O abastecimento de água hoje é feito por meio de poços cavados e retirada manual para cacimbas (uma escavação rasa).
"Fuga" de jovens
Isolados do mundo convencional, os quilombolas viram, ao longo dos anos, seus filhos saírem do local por falta de perspectivas. Sem condições de ter um aparelho eletrônico, como um telefone celular, jovens se mudaram para cidades próximas e voltam ao local apenas para visitar parentes.
"A vida aqui é solitária. Eu tenho aqui irmãos, mas todo mundo dorme cedo porque tudo fica escuro, ninguém fica saindo à noite", conta Manoel Amilton dos Santos, 48.
Ele afirma que, agora com a energia, está dormindo um pouco mais tarde porque comprou uma "pequena TV velha".
Fico assistindo tudo que passa, é muito bom. Nunca tinha tido uma TV. Então estou indo dormir umas 20h — sem energia, era antes das 19h. Não tinha nada o que fazer.
Arroz acabou após água ficar salgada
Sem trabalho no local, a maioria da comunidade recebe o Bolsa Família como fonte de renda. Entretanto, até os anos 1980, eles cultivavam arroz nas terras férteis do local.

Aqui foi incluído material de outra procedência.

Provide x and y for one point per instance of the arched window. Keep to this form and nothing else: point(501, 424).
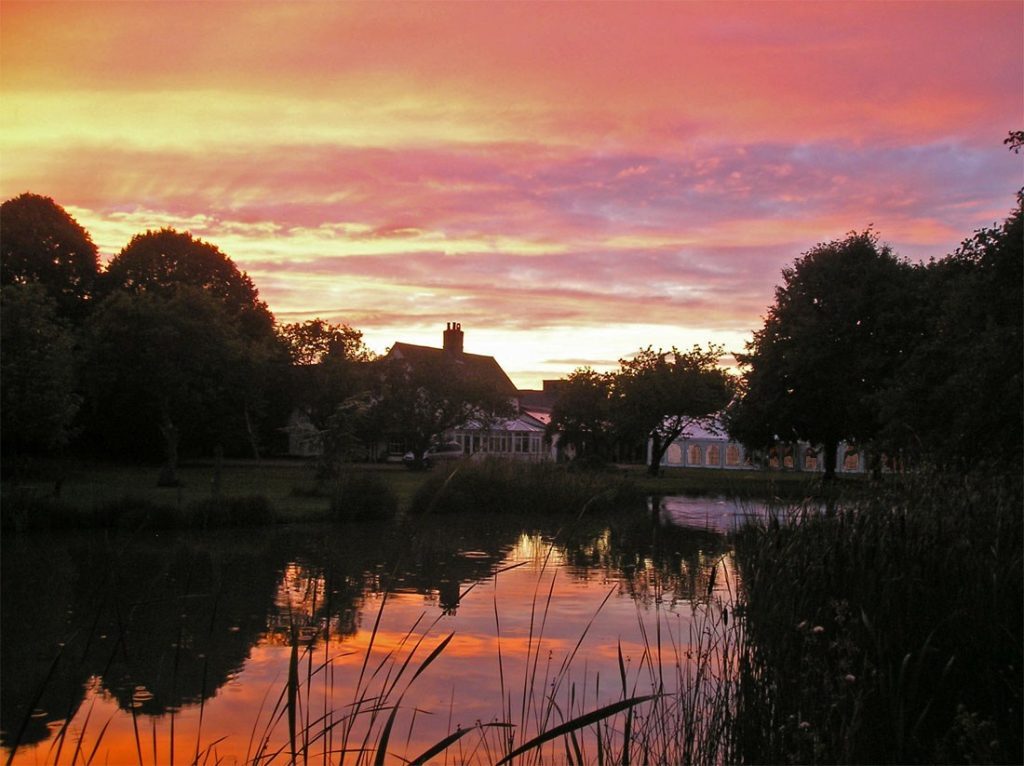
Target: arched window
point(693, 456)
point(714, 456)
point(675, 455)
point(732, 455)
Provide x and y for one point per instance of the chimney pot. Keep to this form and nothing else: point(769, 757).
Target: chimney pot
point(453, 338)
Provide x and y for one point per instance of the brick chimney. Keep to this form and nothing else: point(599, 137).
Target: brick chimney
point(453, 338)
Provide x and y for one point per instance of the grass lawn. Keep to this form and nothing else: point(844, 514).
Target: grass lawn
point(291, 488)
point(755, 483)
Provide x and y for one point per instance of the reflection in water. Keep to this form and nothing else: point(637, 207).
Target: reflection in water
point(197, 629)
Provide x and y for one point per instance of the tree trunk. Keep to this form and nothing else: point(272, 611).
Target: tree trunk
point(169, 473)
point(830, 448)
point(656, 451)
point(253, 439)
point(218, 471)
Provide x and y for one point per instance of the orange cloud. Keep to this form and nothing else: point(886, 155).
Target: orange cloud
point(559, 168)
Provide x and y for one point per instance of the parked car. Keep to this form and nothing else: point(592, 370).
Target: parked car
point(437, 454)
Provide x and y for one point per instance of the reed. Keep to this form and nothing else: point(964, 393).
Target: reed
point(886, 627)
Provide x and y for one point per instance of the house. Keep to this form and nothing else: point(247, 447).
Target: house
point(518, 437)
point(707, 444)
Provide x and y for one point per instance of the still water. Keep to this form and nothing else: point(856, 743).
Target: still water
point(169, 647)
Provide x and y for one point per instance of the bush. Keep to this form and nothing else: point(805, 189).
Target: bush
point(507, 486)
point(361, 496)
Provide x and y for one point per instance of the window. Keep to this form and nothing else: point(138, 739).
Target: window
point(852, 461)
point(810, 460)
point(714, 456)
point(693, 456)
point(732, 455)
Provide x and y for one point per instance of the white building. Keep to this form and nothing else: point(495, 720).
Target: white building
point(706, 444)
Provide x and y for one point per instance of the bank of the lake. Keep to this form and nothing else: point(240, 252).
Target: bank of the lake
point(83, 494)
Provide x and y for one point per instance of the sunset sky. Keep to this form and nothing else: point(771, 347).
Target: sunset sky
point(570, 181)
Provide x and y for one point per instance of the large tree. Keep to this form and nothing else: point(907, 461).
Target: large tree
point(161, 262)
point(41, 244)
point(331, 381)
point(37, 372)
point(316, 340)
point(830, 342)
point(657, 394)
point(956, 400)
point(164, 370)
point(581, 416)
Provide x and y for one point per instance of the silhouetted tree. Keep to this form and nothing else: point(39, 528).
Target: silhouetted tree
point(42, 244)
point(38, 373)
point(161, 261)
point(956, 399)
point(163, 368)
point(830, 343)
point(656, 394)
point(314, 341)
point(581, 417)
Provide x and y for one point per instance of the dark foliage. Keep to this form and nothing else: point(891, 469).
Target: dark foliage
point(43, 245)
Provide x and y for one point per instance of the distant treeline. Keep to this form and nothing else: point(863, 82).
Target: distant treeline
point(170, 351)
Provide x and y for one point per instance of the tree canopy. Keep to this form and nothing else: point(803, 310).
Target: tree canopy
point(657, 394)
point(956, 399)
point(162, 260)
point(164, 369)
point(41, 244)
point(38, 371)
point(582, 414)
point(830, 343)
point(314, 341)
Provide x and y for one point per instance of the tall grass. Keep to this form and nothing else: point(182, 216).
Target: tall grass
point(887, 628)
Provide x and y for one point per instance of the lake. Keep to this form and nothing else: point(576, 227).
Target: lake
point(239, 645)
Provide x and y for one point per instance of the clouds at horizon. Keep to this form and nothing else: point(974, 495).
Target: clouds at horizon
point(542, 173)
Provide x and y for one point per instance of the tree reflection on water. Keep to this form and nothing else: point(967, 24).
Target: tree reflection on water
point(161, 622)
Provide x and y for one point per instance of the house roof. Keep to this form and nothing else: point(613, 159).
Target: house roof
point(485, 368)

Os mais antigos relatam que, após a construção das barragens de hidrelétricas no curso do rio, o 'mar avançou' e deixou a água salobra. "A água ficou salgada, acabou tudo, não dá mais para plantar", cita Antônio do Santos Trindade, 40.

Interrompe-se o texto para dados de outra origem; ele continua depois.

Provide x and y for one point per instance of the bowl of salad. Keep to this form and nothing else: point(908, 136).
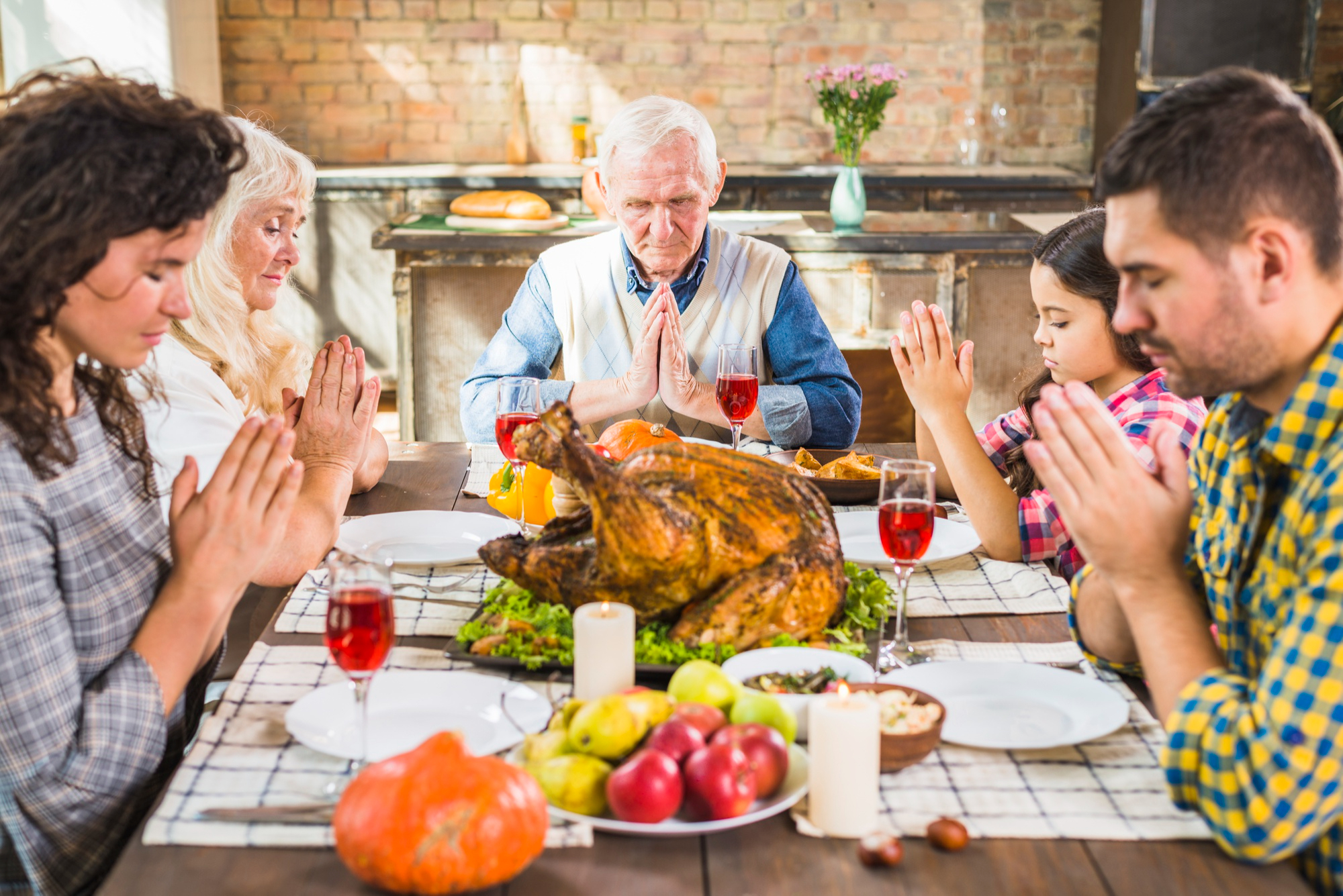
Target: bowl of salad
point(797, 675)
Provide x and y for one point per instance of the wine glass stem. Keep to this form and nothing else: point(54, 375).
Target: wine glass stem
point(361, 687)
point(519, 470)
point(900, 638)
point(903, 573)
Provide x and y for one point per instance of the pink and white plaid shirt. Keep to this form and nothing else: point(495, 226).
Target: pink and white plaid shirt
point(1137, 407)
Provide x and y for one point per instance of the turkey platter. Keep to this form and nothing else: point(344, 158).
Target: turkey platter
point(731, 548)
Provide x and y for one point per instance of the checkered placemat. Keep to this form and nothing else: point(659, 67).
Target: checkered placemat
point(432, 615)
point(1106, 789)
point(244, 757)
point(976, 585)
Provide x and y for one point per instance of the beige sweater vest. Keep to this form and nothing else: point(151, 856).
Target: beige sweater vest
point(600, 319)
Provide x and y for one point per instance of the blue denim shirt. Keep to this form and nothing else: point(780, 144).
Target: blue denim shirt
point(815, 400)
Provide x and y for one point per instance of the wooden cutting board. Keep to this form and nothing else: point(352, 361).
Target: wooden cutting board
point(506, 224)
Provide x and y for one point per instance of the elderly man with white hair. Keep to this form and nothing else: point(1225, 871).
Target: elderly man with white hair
point(637, 314)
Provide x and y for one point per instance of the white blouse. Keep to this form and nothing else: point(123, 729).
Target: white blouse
point(194, 415)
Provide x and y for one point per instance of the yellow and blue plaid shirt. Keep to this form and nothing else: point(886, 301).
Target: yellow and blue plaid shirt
point(1256, 746)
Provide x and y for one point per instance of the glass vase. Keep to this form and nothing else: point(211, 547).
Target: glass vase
point(848, 200)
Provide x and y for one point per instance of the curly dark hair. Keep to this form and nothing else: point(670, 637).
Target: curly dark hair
point(84, 161)
point(1075, 252)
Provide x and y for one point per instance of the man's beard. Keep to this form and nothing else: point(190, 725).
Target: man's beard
point(1231, 354)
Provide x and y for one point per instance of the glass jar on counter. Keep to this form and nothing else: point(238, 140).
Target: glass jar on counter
point(578, 129)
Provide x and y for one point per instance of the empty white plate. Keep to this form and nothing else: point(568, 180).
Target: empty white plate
point(406, 707)
point(1017, 706)
point(862, 544)
point(424, 537)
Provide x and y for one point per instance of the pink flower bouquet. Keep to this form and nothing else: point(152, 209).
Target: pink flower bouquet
point(853, 99)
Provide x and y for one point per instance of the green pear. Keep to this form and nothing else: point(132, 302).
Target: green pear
point(704, 682)
point(606, 728)
point(766, 709)
point(649, 707)
point(574, 783)
point(538, 748)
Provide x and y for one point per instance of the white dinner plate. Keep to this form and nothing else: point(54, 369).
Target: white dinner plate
point(793, 789)
point(862, 544)
point(424, 537)
point(406, 707)
point(1016, 706)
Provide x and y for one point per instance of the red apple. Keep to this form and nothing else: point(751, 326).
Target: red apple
point(678, 738)
point(647, 788)
point(719, 783)
point(702, 715)
point(766, 750)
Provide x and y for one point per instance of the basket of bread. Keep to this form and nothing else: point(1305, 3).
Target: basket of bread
point(510, 211)
point(844, 477)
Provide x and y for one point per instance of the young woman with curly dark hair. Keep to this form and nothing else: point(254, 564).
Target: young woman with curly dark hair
point(1076, 291)
point(112, 621)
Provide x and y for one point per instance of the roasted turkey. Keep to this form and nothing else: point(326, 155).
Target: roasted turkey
point(731, 548)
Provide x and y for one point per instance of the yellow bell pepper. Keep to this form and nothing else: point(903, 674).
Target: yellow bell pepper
point(537, 494)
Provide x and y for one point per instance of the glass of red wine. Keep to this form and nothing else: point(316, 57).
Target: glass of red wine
point(738, 385)
point(519, 403)
point(905, 522)
point(361, 627)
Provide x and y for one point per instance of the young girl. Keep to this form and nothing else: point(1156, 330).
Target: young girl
point(1075, 290)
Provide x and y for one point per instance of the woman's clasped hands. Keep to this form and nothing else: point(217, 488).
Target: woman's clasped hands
point(334, 420)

Ele é uma das pessoas que mantêm atividade comercial no local: um bar que usa gelo comprado na comunidade vizinha de dois em dois dias.

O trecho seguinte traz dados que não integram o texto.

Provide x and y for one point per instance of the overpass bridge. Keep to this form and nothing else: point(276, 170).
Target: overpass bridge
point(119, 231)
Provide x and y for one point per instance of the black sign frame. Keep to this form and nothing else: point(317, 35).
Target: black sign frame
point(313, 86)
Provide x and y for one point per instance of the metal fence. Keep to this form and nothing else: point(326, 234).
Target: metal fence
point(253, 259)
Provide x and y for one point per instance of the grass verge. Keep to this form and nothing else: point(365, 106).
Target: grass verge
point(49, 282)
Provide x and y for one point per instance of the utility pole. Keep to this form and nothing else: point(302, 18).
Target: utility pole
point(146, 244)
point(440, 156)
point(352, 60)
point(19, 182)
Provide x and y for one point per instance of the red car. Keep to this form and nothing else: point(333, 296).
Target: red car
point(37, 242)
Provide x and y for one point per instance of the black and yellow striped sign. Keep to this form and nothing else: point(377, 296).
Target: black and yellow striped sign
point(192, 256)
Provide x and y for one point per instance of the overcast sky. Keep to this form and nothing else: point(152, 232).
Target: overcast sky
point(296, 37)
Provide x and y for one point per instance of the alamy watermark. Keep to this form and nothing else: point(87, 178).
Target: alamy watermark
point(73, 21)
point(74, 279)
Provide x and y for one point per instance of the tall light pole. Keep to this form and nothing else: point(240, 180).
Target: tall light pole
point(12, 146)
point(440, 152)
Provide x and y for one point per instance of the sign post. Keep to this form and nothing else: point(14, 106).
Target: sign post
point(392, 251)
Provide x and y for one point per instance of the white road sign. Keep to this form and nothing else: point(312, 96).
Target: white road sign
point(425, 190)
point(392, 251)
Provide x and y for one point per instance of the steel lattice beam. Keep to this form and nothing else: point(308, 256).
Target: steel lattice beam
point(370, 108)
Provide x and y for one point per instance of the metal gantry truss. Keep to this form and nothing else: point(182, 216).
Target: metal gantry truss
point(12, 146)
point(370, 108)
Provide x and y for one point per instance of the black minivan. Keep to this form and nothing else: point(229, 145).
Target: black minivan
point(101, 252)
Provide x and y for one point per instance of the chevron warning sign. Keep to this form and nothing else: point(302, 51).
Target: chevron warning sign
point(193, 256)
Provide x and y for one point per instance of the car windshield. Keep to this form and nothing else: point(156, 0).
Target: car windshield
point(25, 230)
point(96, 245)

Além disso, com uma bateria de caminhão, ele mantém as luzes acessas e um som para animar quem vai ao local. Como o projeto levou energia apenas para sua casa, o bar seguirá (pelo menos por ora) no mesmo modelo.
Mas Antônio é só alegria porque deixou o antigo candeeiro de lado. A melhora principal, diz, vem com a geladeira.
Sem geladeira, a gente pesca e coloca o peixe no sal e no sol para conservar. Mas comer peixe seco é muito ruim, agora vamos ter peixe fresco, água gelada.